In the space of just a few years, Bob Dylan, born Robert Allen Zimmerman, rose from the obscurity of a small Minnesota town to a position of royalty atop the folk music landscape of the 1960s, with a universal esteem and status on a par with Elvis Presley and The Beatles. In the 1960s, "Blowin' in the Wind" and "The Times They Are A' Changing" "became anthems of the anti-war and civil rights movements," but long after the transition from the '50s to the late '60s and '70s was accomplished, the initially baffling young folk singer who appeared out of nowhere was awarded a special Pulitzer Prize for "his profound impact on popular music, and American culture, marked by lyrical compositions of extraordinary poetic power." Over the span of his career, he has received Grammy Awards, Golden Globes, Academy Award Oscars, and he has been inducted into the Rock & Roll Hall of Fame, the Minnesota Music Hall of Fame, the Nashville Songwriters Hall of Fame, and the Songwriters Hall of Fame, not to mention the Pulitzer Prize and Presidential Medal of Freedom.
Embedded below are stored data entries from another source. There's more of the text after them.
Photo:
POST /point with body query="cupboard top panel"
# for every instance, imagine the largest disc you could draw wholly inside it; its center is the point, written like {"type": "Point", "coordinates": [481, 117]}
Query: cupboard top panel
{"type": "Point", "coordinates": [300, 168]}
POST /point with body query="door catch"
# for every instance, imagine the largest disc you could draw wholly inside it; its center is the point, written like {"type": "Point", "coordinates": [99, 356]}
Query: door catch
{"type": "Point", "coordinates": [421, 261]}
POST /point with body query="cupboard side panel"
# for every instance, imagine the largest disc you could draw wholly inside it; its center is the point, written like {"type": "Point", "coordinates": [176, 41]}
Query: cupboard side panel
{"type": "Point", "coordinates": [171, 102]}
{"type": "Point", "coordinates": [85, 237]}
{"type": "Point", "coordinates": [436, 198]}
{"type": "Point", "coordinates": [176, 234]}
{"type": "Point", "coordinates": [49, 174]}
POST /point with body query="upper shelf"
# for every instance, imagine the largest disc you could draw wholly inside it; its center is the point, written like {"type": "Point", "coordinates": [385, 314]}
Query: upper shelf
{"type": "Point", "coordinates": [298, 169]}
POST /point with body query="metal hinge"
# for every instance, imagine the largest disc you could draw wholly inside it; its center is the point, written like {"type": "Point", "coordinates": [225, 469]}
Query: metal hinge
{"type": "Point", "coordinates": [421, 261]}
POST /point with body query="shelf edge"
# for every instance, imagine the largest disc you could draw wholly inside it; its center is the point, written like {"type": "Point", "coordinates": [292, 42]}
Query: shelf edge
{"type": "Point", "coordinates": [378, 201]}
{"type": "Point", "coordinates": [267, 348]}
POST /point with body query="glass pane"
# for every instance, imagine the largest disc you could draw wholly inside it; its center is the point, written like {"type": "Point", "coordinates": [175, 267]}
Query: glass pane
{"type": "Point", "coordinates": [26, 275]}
It is rare in the world of music for a general consensus to form over who was the best at anything. Many would call The Beatles the greatest rock band, but it's easy to find strongly opinionated dissenters. However, when it came to playing a guitar and laying the soundtrack for the psychedelic era, just about everyone agrees there was Jimi Hendrix (1942-1970) and then there was everyone else. Anyone arguing otherwise either never heard his music or saw him perform. In fact, Jimi Hendrix is one of the few musicians known primarily for his sound and what he could do with a guitar than for his discography.
Dubbed by many as the "First Lady" or "Queen" of Rock & Roll, Joplin both invented and installed the "rock mama paradigm" into the American rock consciousness, a patriarchal and fraternal industry that, much like the societal traits it protested, restricted women to a narrow and conservative criteria for entrance. With only a very few kindred spirits, such as Grace Slick of Jefferson Airplane, "she pioneered a new range of expression for white women."
In the mid-1960s, an era on the cusp of change from the musical and social norms of the previous decade, the emergence of Jim Morrison, the charismatic poet/musician of The Doors, helped to transform the subgenre of rock n' roll as a stylistic flavor to the full-fledged institution of Rock Music. Morrison accomplished this transformation by avoiding membership in any of the known categories of modern rock music during the age of protest, but at the same time, he became the general symbol of anti-authoritarianism for his generation and the next.